Shahzad reported that al-Qaeda created the Pakistani Taliban in early 2008, to “draw the Afghan Taliban away from Mullah Omar’s influence”.

The Shahzad account refutes the official US military rationale for the war in Afghanistan, which is based on the presumption that al-Qaeda was primarily interested in getting the US and NATO forces out of Afghanistan and that the Taliban and al-Qaeda are locked in a tight ideological and strategic embrace.

Shahzad’s account shows that despite cooperative relations with Pakistan’s ISI in the past, al-Qaeda leaders decided after 9/11 that the Pakistani military would inevitably become a full partner in the US “war on terror” and would turn against al-Qaeda.

The relationship did not dissolve immediately after the terror attacks, according to Shahzad. He writes that ISI chief Mehmood Ahmed assured al-Qaeda when he visited Kandahar in September 2001 that the Pakistani military would not attack al-Qaeda as long it didn’t attack the military.

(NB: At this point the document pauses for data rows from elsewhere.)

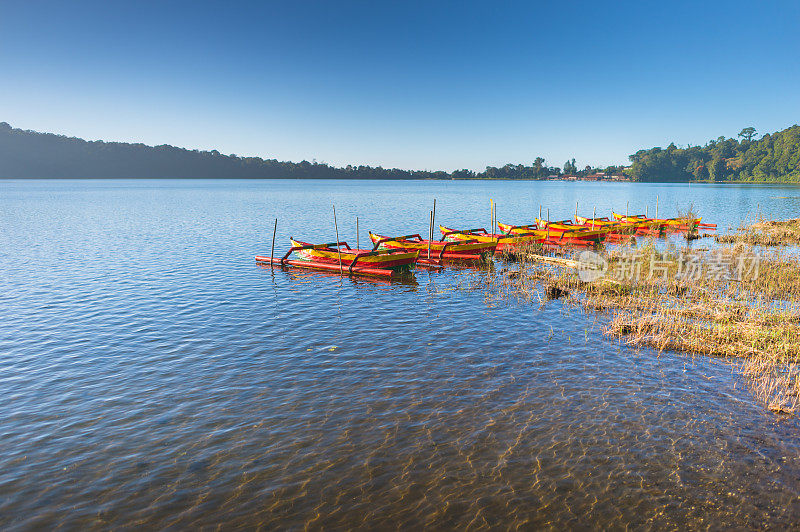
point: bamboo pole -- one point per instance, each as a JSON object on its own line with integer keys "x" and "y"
{"x": 433, "y": 221}
{"x": 272, "y": 252}
{"x": 338, "y": 249}
{"x": 491, "y": 216}
{"x": 430, "y": 234}
{"x": 494, "y": 219}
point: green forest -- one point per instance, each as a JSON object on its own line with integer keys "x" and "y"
{"x": 29, "y": 154}
{"x": 772, "y": 158}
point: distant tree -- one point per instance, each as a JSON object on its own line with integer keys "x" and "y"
{"x": 717, "y": 168}
{"x": 701, "y": 172}
{"x": 747, "y": 133}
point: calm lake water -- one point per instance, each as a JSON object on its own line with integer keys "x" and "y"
{"x": 152, "y": 375}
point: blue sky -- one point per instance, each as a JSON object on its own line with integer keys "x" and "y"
{"x": 428, "y": 85}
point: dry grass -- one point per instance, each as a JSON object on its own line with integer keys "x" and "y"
{"x": 727, "y": 302}
{"x": 766, "y": 233}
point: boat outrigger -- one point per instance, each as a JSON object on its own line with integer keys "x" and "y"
{"x": 515, "y": 236}
{"x": 468, "y": 250}
{"x": 338, "y": 256}
{"x": 597, "y": 234}
{"x": 680, "y": 224}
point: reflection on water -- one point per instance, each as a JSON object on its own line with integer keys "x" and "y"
{"x": 152, "y": 375}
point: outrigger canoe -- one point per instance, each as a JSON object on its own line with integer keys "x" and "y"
{"x": 572, "y": 230}
{"x": 468, "y": 250}
{"x": 338, "y": 256}
{"x": 668, "y": 224}
{"x": 509, "y": 241}
{"x": 619, "y": 226}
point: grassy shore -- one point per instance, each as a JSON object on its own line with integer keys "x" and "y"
{"x": 733, "y": 301}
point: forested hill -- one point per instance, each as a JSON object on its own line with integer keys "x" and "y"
{"x": 29, "y": 154}
{"x": 772, "y": 158}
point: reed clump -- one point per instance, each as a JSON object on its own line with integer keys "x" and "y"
{"x": 730, "y": 302}
{"x": 766, "y": 233}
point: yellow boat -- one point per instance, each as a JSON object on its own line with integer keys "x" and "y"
{"x": 652, "y": 222}
{"x": 365, "y": 258}
{"x": 578, "y": 231}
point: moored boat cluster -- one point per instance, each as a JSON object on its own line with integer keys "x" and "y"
{"x": 395, "y": 256}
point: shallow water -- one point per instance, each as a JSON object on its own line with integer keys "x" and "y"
{"x": 152, "y": 375}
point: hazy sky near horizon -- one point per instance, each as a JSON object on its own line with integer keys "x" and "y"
{"x": 425, "y": 85}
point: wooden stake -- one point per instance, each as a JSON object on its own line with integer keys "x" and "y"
{"x": 272, "y": 253}
{"x": 491, "y": 216}
{"x": 433, "y": 220}
{"x": 430, "y": 234}
{"x": 338, "y": 249}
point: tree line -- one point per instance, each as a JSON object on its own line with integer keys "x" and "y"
{"x": 30, "y": 154}
{"x": 772, "y": 158}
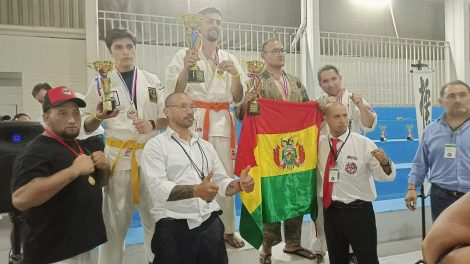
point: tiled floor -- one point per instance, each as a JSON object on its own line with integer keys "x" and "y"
{"x": 135, "y": 253}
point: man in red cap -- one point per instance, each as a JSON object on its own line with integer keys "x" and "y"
{"x": 57, "y": 182}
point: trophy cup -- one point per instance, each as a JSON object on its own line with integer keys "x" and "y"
{"x": 255, "y": 68}
{"x": 383, "y": 136}
{"x": 192, "y": 23}
{"x": 410, "y": 132}
{"x": 103, "y": 68}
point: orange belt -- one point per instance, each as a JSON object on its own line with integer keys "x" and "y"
{"x": 216, "y": 107}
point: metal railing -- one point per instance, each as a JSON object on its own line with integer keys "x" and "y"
{"x": 376, "y": 66}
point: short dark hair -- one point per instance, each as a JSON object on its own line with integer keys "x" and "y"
{"x": 40, "y": 86}
{"x": 326, "y": 68}
{"x": 119, "y": 33}
{"x": 17, "y": 116}
{"x": 210, "y": 10}
{"x": 263, "y": 46}
{"x": 456, "y": 82}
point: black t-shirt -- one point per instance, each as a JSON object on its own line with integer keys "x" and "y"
{"x": 71, "y": 222}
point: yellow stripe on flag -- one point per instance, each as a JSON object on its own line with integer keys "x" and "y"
{"x": 279, "y": 154}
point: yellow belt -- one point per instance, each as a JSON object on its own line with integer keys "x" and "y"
{"x": 133, "y": 146}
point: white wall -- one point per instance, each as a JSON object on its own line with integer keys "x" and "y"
{"x": 52, "y": 60}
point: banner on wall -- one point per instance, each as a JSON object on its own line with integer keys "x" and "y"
{"x": 422, "y": 83}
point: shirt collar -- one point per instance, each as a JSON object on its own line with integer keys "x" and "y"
{"x": 170, "y": 132}
{"x": 341, "y": 138}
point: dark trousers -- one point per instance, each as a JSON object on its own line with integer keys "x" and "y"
{"x": 174, "y": 243}
{"x": 351, "y": 224}
{"x": 441, "y": 199}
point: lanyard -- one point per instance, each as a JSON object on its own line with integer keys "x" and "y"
{"x": 65, "y": 144}
{"x": 200, "y": 172}
{"x": 134, "y": 84}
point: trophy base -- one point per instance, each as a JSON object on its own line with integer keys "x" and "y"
{"x": 109, "y": 106}
{"x": 196, "y": 76}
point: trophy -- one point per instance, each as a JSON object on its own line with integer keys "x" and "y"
{"x": 383, "y": 136}
{"x": 255, "y": 68}
{"x": 192, "y": 23}
{"x": 410, "y": 132}
{"x": 103, "y": 68}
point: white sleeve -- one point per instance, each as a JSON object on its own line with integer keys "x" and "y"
{"x": 374, "y": 165}
{"x": 154, "y": 170}
{"x": 92, "y": 98}
{"x": 220, "y": 177}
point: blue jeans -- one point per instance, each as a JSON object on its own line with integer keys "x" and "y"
{"x": 440, "y": 200}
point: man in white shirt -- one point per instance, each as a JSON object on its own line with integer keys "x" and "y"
{"x": 138, "y": 117}
{"x": 360, "y": 112}
{"x": 184, "y": 174}
{"x": 361, "y": 115}
{"x": 348, "y": 163}
{"x": 224, "y": 84}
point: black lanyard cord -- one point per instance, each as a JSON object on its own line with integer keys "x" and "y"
{"x": 200, "y": 172}
{"x": 336, "y": 154}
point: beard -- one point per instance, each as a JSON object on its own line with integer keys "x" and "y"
{"x": 68, "y": 135}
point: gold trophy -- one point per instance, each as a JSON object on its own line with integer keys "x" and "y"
{"x": 410, "y": 132}
{"x": 383, "y": 136}
{"x": 103, "y": 68}
{"x": 255, "y": 68}
{"x": 192, "y": 23}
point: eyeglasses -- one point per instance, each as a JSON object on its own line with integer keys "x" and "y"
{"x": 184, "y": 107}
{"x": 276, "y": 51}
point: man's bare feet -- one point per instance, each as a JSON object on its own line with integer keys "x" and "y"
{"x": 234, "y": 241}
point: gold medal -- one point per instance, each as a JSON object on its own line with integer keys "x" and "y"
{"x": 220, "y": 73}
{"x": 91, "y": 180}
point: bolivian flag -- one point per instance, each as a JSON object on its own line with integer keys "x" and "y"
{"x": 280, "y": 145}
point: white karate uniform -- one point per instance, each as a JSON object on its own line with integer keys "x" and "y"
{"x": 118, "y": 205}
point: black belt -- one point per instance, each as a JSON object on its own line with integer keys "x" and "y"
{"x": 454, "y": 194}
{"x": 353, "y": 204}
{"x": 184, "y": 222}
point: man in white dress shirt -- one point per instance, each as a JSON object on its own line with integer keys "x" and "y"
{"x": 348, "y": 163}
{"x": 184, "y": 174}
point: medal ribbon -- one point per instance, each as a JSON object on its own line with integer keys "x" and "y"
{"x": 134, "y": 84}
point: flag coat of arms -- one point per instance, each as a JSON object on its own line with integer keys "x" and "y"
{"x": 280, "y": 145}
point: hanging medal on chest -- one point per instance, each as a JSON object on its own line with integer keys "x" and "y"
{"x": 132, "y": 112}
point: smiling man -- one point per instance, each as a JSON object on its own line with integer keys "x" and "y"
{"x": 57, "y": 184}
{"x": 138, "y": 117}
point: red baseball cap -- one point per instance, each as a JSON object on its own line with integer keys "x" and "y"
{"x": 59, "y": 95}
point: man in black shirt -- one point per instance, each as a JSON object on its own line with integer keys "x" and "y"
{"x": 57, "y": 183}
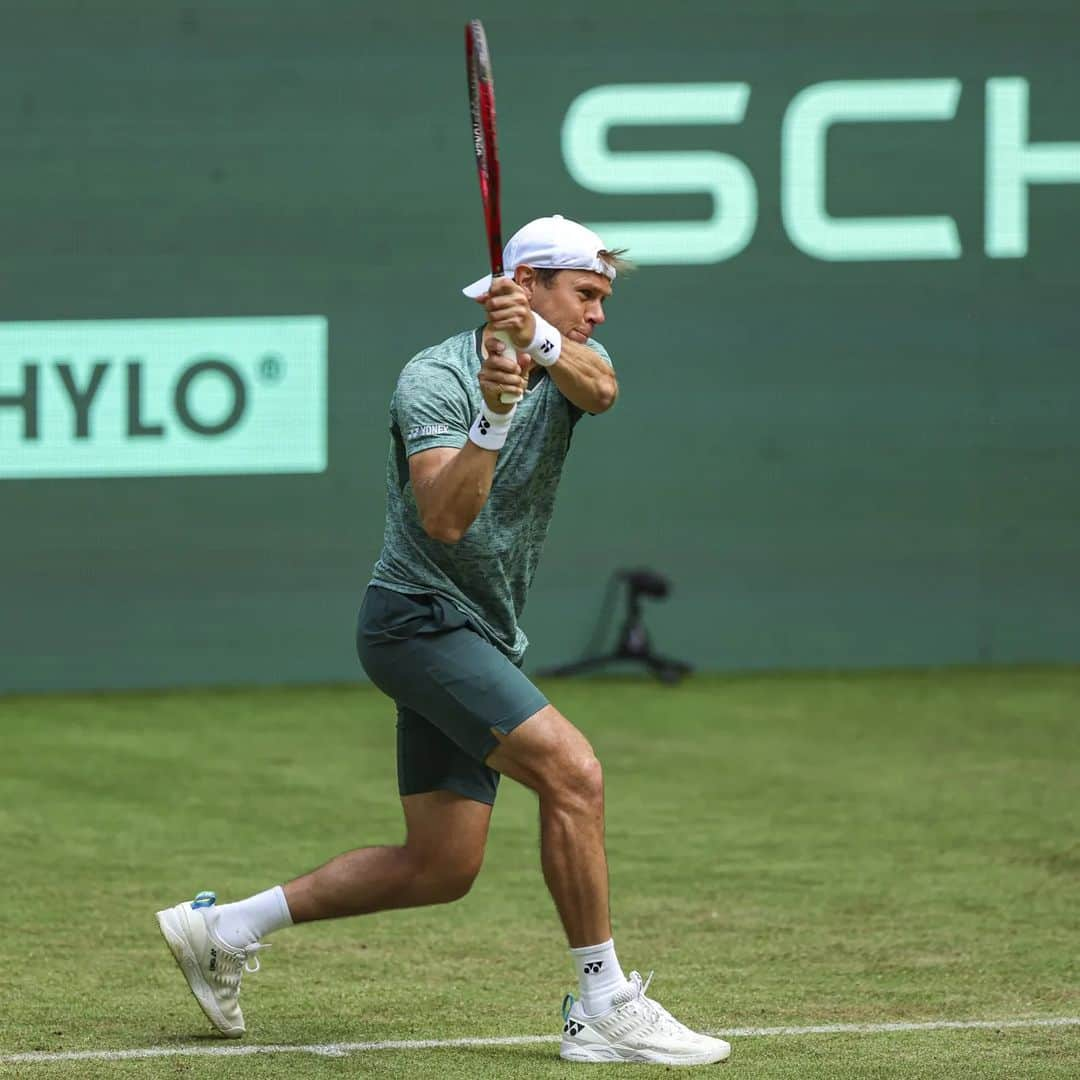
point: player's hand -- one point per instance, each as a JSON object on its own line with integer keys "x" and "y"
{"x": 508, "y": 310}
{"x": 503, "y": 372}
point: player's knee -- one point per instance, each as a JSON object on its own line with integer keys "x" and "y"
{"x": 579, "y": 781}
{"x": 453, "y": 882}
{"x": 447, "y": 878}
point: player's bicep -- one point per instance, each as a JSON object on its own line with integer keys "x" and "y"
{"x": 423, "y": 471}
{"x": 426, "y": 466}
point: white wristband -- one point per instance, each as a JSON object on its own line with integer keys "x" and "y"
{"x": 547, "y": 342}
{"x": 489, "y": 429}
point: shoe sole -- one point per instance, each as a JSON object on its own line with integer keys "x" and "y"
{"x": 173, "y": 931}
{"x": 615, "y": 1055}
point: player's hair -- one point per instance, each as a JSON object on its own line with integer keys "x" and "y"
{"x": 615, "y": 258}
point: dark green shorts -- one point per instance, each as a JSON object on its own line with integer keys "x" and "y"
{"x": 450, "y": 685}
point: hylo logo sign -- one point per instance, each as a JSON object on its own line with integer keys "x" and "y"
{"x": 163, "y": 397}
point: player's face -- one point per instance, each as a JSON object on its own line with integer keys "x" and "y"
{"x": 572, "y": 302}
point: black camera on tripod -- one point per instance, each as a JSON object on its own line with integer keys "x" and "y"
{"x": 634, "y": 643}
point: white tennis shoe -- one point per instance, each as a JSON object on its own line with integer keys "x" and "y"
{"x": 212, "y": 968}
{"x": 635, "y": 1029}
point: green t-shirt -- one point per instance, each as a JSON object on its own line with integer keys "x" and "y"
{"x": 488, "y": 572}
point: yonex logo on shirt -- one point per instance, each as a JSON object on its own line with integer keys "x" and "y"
{"x": 428, "y": 429}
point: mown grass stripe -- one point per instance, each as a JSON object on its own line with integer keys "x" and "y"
{"x": 343, "y": 1049}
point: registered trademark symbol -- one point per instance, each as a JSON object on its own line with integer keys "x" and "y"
{"x": 271, "y": 367}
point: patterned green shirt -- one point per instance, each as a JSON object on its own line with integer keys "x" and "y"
{"x": 488, "y": 572}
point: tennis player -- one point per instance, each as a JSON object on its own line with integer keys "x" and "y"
{"x": 471, "y": 484}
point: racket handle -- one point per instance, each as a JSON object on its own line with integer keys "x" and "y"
{"x": 508, "y": 396}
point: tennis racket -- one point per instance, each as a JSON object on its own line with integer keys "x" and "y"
{"x": 485, "y": 145}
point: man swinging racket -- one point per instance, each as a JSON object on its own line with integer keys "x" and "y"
{"x": 471, "y": 485}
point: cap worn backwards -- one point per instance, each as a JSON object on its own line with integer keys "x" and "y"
{"x": 549, "y": 243}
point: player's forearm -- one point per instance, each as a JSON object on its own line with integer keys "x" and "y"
{"x": 450, "y": 500}
{"x": 584, "y": 378}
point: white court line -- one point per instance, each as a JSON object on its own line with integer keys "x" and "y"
{"x": 342, "y": 1049}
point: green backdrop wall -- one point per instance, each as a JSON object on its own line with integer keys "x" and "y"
{"x": 840, "y": 457}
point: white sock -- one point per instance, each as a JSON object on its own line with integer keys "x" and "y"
{"x": 598, "y": 975}
{"x": 250, "y": 920}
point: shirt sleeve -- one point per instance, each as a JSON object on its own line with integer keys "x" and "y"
{"x": 431, "y": 406}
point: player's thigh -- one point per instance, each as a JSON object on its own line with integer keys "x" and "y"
{"x": 545, "y": 752}
{"x": 451, "y": 677}
{"x": 429, "y": 760}
{"x": 447, "y": 831}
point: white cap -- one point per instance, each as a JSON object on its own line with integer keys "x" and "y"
{"x": 549, "y": 243}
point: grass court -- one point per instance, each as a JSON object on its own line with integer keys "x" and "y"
{"x": 785, "y": 850}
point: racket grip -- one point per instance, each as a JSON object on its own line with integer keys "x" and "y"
{"x": 508, "y": 396}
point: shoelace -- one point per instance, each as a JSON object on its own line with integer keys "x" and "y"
{"x": 660, "y": 1016}
{"x": 251, "y": 952}
{"x": 234, "y": 961}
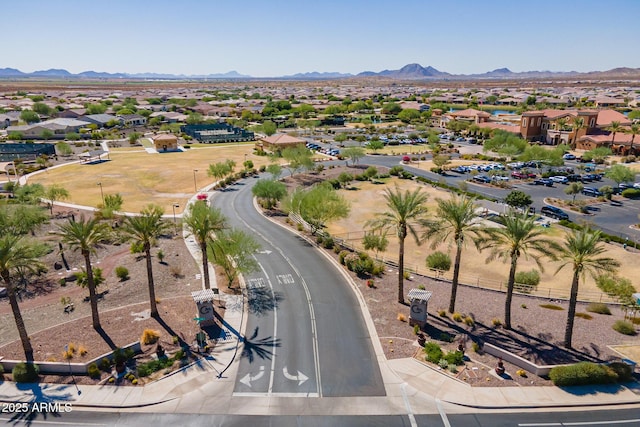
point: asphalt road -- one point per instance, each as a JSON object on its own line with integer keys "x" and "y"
{"x": 611, "y": 219}
{"x": 622, "y": 417}
{"x": 305, "y": 333}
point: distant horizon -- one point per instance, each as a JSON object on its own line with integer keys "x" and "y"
{"x": 284, "y": 37}
{"x": 234, "y": 71}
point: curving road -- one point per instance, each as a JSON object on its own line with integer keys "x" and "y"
{"x": 305, "y": 335}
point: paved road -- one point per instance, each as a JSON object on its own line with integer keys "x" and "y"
{"x": 305, "y": 331}
{"x": 614, "y": 220}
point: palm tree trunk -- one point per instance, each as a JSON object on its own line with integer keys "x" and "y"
{"x": 571, "y": 315}
{"x": 401, "y": 271}
{"x": 152, "y": 289}
{"x": 93, "y": 299}
{"x": 510, "y": 285}
{"x": 205, "y": 265}
{"x": 454, "y": 282}
{"x": 17, "y": 316}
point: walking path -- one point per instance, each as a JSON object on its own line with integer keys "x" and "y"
{"x": 412, "y": 387}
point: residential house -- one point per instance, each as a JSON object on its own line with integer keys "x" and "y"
{"x": 165, "y": 142}
{"x": 278, "y": 142}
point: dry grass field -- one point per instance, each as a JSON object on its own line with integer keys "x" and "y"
{"x": 367, "y": 199}
{"x": 142, "y": 178}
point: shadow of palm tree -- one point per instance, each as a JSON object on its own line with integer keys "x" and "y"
{"x": 253, "y": 347}
{"x": 262, "y": 300}
{"x": 46, "y": 401}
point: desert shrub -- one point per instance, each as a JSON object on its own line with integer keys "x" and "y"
{"x": 149, "y": 336}
{"x": 623, "y": 370}
{"x": 585, "y": 316}
{"x": 25, "y": 372}
{"x": 433, "y": 352}
{"x": 93, "y": 371}
{"x": 122, "y": 273}
{"x": 105, "y": 364}
{"x": 328, "y": 242}
{"x": 624, "y": 327}
{"x": 551, "y": 306}
{"x": 582, "y": 373}
{"x": 439, "y": 261}
{"x": 342, "y": 255}
{"x": 530, "y": 279}
{"x": 454, "y": 358}
{"x": 598, "y": 307}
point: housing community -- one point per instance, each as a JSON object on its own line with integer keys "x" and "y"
{"x": 582, "y": 117}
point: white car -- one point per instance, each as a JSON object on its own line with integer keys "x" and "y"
{"x": 559, "y": 179}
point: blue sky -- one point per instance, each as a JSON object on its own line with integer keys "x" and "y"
{"x": 266, "y": 38}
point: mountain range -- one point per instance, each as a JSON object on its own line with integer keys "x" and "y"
{"x": 408, "y": 72}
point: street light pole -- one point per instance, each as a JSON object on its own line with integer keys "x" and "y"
{"x": 195, "y": 185}
{"x": 175, "y": 205}
{"x": 101, "y": 193}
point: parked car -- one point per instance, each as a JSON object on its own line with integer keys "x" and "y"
{"x": 591, "y": 191}
{"x": 559, "y": 179}
{"x": 482, "y": 178}
{"x": 543, "y": 181}
{"x": 553, "y": 212}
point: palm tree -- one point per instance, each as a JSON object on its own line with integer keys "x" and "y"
{"x": 17, "y": 255}
{"x": 406, "y": 214}
{"x": 581, "y": 251}
{"x": 457, "y": 222}
{"x": 520, "y": 236}
{"x": 633, "y": 130}
{"x": 143, "y": 230}
{"x": 202, "y": 222}
{"x": 614, "y": 127}
{"x": 86, "y": 235}
{"x": 578, "y": 123}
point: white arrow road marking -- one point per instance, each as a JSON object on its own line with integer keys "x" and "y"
{"x": 247, "y": 379}
{"x": 300, "y": 377}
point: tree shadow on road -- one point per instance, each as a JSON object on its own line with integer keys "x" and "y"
{"x": 262, "y": 348}
{"x": 262, "y": 300}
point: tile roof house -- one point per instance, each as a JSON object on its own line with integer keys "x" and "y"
{"x": 278, "y": 142}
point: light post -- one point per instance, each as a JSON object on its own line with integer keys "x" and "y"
{"x": 195, "y": 184}
{"x": 174, "y": 206}
{"x": 101, "y": 193}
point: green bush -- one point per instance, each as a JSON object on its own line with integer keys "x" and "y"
{"x": 454, "y": 358}
{"x": 25, "y": 372}
{"x": 433, "y": 352}
{"x": 631, "y": 193}
{"x": 582, "y": 373}
{"x": 598, "y": 307}
{"x": 93, "y": 371}
{"x": 105, "y": 364}
{"x": 623, "y": 370}
{"x": 624, "y": 327}
{"x": 529, "y": 279}
{"x": 439, "y": 261}
{"x": 122, "y": 273}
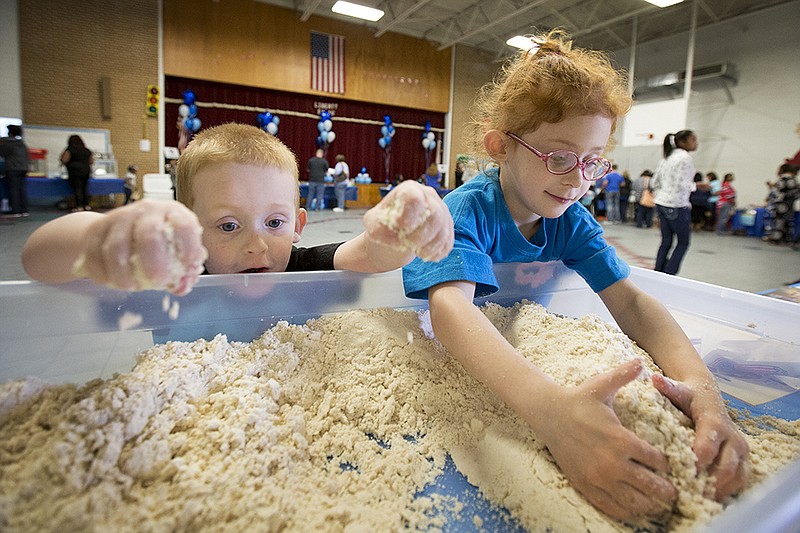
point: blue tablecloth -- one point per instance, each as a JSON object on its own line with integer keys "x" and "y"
{"x": 442, "y": 192}
{"x": 330, "y": 197}
{"x": 59, "y": 188}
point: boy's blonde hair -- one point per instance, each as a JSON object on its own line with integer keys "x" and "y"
{"x": 549, "y": 83}
{"x": 231, "y": 143}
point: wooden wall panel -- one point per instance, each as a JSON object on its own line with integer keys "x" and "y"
{"x": 249, "y": 43}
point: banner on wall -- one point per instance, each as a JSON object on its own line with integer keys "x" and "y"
{"x": 327, "y": 63}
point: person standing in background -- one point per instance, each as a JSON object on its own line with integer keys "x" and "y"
{"x": 784, "y": 193}
{"x": 672, "y": 184}
{"x": 714, "y": 186}
{"x": 726, "y": 205}
{"x": 341, "y": 179}
{"x": 611, "y": 186}
{"x": 78, "y": 159}
{"x": 624, "y": 196}
{"x": 317, "y": 170}
{"x": 15, "y": 153}
{"x": 130, "y": 183}
{"x": 432, "y": 176}
{"x": 644, "y": 213}
{"x": 699, "y": 200}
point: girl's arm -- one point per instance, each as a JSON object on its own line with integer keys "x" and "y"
{"x": 615, "y": 470}
{"x": 412, "y": 220}
{"x": 720, "y": 447}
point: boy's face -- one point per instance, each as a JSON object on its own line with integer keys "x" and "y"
{"x": 529, "y": 189}
{"x": 248, "y": 216}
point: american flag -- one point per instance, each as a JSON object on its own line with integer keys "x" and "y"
{"x": 327, "y": 62}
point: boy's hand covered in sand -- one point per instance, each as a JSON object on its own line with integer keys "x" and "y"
{"x": 412, "y": 217}
{"x": 146, "y": 245}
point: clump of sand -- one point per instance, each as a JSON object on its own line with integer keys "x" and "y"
{"x": 334, "y": 425}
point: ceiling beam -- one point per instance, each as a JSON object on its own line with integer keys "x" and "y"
{"x": 493, "y": 22}
{"x": 309, "y": 10}
{"x": 402, "y": 16}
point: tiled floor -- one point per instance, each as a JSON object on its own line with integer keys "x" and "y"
{"x": 744, "y": 263}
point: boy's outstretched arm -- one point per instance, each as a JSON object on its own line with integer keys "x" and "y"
{"x": 412, "y": 220}
{"x": 615, "y": 470}
{"x": 145, "y": 245}
{"x": 719, "y": 445}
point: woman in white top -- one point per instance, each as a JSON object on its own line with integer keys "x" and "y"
{"x": 672, "y": 184}
{"x": 341, "y": 179}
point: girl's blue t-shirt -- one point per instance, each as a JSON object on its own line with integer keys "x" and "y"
{"x": 485, "y": 234}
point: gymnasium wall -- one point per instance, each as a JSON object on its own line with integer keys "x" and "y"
{"x": 68, "y": 48}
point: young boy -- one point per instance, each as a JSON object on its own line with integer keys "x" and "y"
{"x": 237, "y": 211}
{"x": 546, "y": 120}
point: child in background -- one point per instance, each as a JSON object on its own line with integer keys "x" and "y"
{"x": 130, "y": 183}
{"x": 546, "y": 120}
{"x": 726, "y": 205}
{"x": 238, "y": 211}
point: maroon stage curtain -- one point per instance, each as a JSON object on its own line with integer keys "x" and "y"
{"x": 358, "y": 142}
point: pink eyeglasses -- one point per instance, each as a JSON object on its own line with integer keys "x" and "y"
{"x": 564, "y": 161}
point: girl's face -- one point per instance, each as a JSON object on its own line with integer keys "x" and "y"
{"x": 530, "y": 190}
{"x": 248, "y": 215}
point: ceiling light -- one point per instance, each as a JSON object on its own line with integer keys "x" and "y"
{"x": 357, "y": 11}
{"x": 664, "y": 3}
{"x": 519, "y": 41}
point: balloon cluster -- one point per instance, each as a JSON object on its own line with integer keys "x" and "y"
{"x": 326, "y": 134}
{"x": 188, "y": 112}
{"x": 268, "y": 122}
{"x": 363, "y": 176}
{"x": 387, "y": 132}
{"x": 428, "y": 137}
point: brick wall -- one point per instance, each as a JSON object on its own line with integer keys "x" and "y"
{"x": 67, "y": 47}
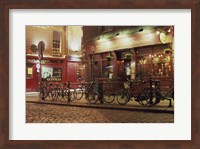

He also reports that Pakistani president Pervez Musharraf held a series of meetings with several top religious leaders and asked them “to lie low for five years”, arguing that the situation could change after that period. According to Shahzad’s account, al-Qaeda did not at the beginning intend to launch a campaign against Pakistan’s military but was left with no other option when the Pakistani military sided with the US.

The major turning point was an October 2003 Pakistani military helicopter attack in North Waziristan which killed many militants. In apparent retaliation in December 2003, there were two attempts on Musharraf’s life, both organised by a fighter whom Shahzad says was collaborating closely with al-Qaeda.

In his last interview with The Real News Network, however, Shahzad appeared to contradict that account, reporting that the ISI had wrongly told Musharraf that al-Qaeda was behind the attempts, and even that there was some Pakistani Air Force involvement in the plot.

A version of this article first appeared on Inter Press Service news agency.